O mês de Junho é um período extremamente festivo e feliz no Brasil. A exemplo de outras festas populares de grande vulto, como o Carnaval, também nossas festas juninas ganharam grande importância no calendário cultural do país, primeiro como festas privadas, ocorridas em âmbitos familiares e mesmo no entorno mais imediato, contemplando a vizinhança. Depois, com os incentivos públicos, passaram a ser adotadas por prefeituras, associações culturais, grupos mais organizados, tornando estas comemorações complexas, maiores e sobretudo identitárias de determinadas cidades e até mesmo regiões.
As tradições festivas do mês de Junho mesclam rituais cristãos, práticas pagãs e muitos ingredientes locais. Tratam sim de festividades que contemplam dias de homenagem a santos da Igreja Católica como Santo Antônio (dia 13 de junho), São João (dia 24 de junho), São Pedro (dia 29 de junho). Mas em que pese as representações cristãs estarem contempladas nestas festividades, muitas delas tiveram origens ligadas à tradições pagãs. Fogueiras, bebidas, comidas sempre estiveram relacionadas aos períodos de verão, colheitas, nascimentos na comunidade, na tribo, enfim, tempos de alegria e de bonança.
De todo modo, as festas populares (como as juninas) são representações das mais genuínas da cultura de um povo, demonstrando no ato de festejar o dinamismo das histórias de vida, das transformações comunitárias, das presenças e das ausências em cada tempo e espaço específicos, que são cenários em que este drama/comédia se desenrola sem um roteiro pré-definido.

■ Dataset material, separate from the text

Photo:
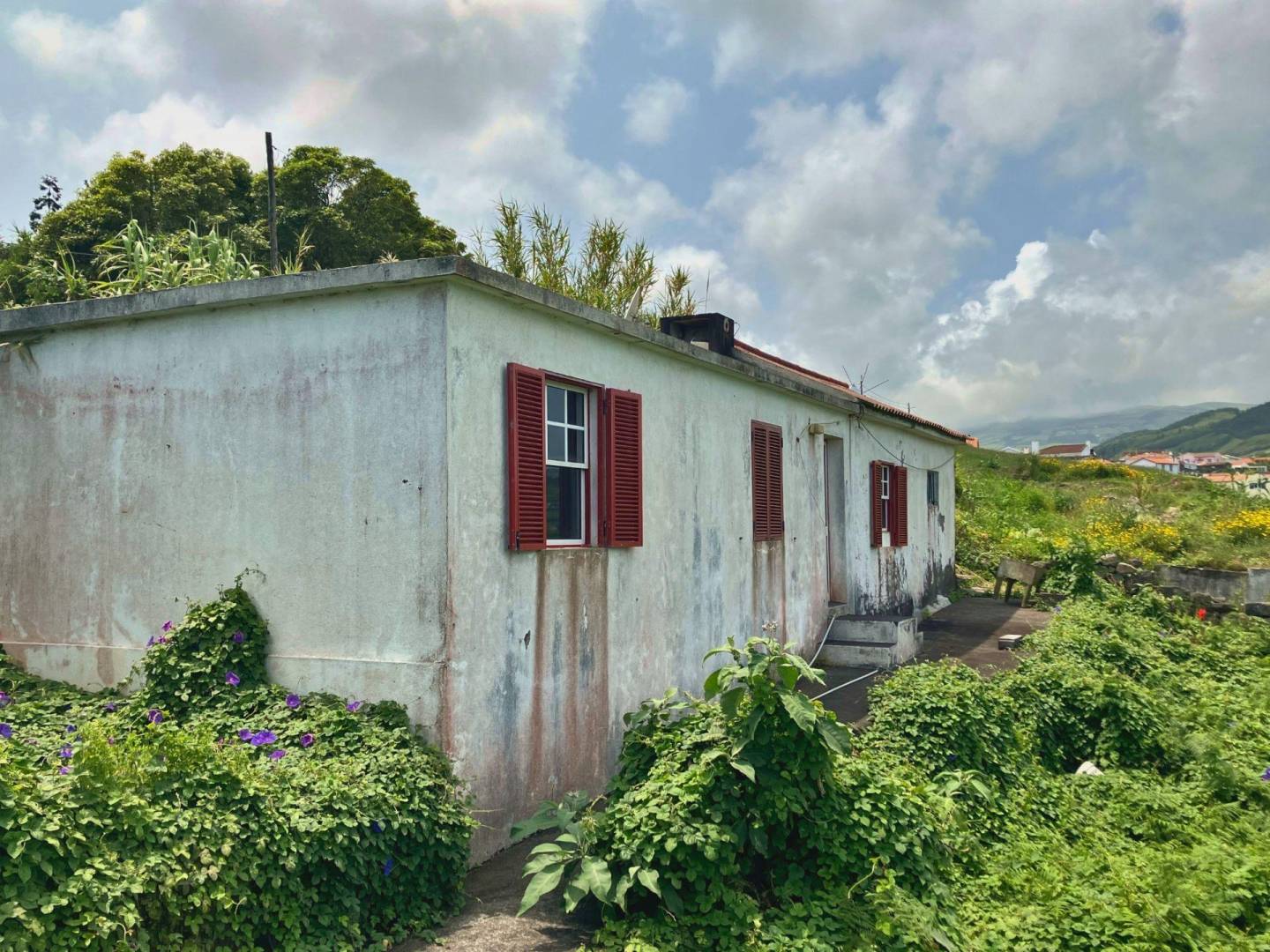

E a comida saborosa e abundante numa mesa farta, com vários tipos de bebidas, pratos, sejam eles doces ou salgados, são o exemplo claro da importância que as festas juninas possuem como amálgamas ligando pessoas, interesses, crenças as mais difusas, como forma de fortalecer laços sociais, de afirmar identidades, de valorizar a cultura e as tradições. Observemos que a quase totalidade dos pratos desta época tem como base insumos ligados a grãos e raízes ou seja, ingredientes utilizados como alimento de comunidades agrícolas, vinculadas à terra, mas também populações nativas, que viviam do extrativismo de elementos da floresta como meio de sustento.
O amendoim, o milho, a batata-doce, a mandioca, as carnes de caça e até mesmo o álcool (a partir, por exemplo, da fermentação da casca de frutas, como no caso do aluá, feito com abacaxi) são ingredientes disponíveis à maioria da população, muitas vezes conhecidos pejorativamente como “culturas de pobre”, porque destinadas ao sustento diário destas comunidades. Isso explica, porque a soja não é um alimento presente nas receitas juninas. Ela simplesmente, como produto destinado ao mercado exterior, não faz parte de nossa dieta cotidiana, à exceção de seus subprodutos industrializados.
Já o milho possui um papel bastante especial neste conjunto de tradições. O sociólogo Carlos Alberto Dória no livro “Culinária caipira na Paulistânia” mostra como este ingrediente foi a base da alimentação interiorana no Brasil, à semelhança do que ocorre em toda a América, principalmente em comunidades andinas. A versatilidade do milho o torna onipresente nas festas juninas. De norte a sul do Brasil, há pratos de milho como: curau, pamonha, canjica, bolo, pipoca, mingau, in natura com manteiga ou como farinha e cuscuz, o que o torna uma verdadeira instituição junina.
Já na Amazônia, a mandioca é central no gosto popular. Em nossos cardápio festivos, ela é parte obrigatória. Ou alguém consegue pensar em um prato de maniçoba sem farinha? E o bolo de macaxeira, seja ele com côco ou não. O mingau de farinha de tapioca também é um prato que nos remete a memórias afetivas, principalmente aquele quentinho, servido com canela. O que temos, na verdade, é uma mesa farta e extremamente miscigenada, que mistura nossos ingredientes nativos com outros vindos de além-mar, preparados com técnicas europeias, desconhecidas de nossos antepassados. Voltando à maniçoba, ela reúne carnes de animais (para os indígenas amazônidas, carnes de caça) com o refogado de gordura, alho e cebola, importado pelos portugueses.
É hora de aproveitar os folguedos, os sons, cheiros e sabores de um momento tão especial. Pedir como pediu o Rei do Baião, Luiz Gonzaga, no clássico: “São João na roça”: ”Traz a cachaça Mané! / Que eu quero ver / Quero ver paia avoar!” Um salve às Festas de Junho!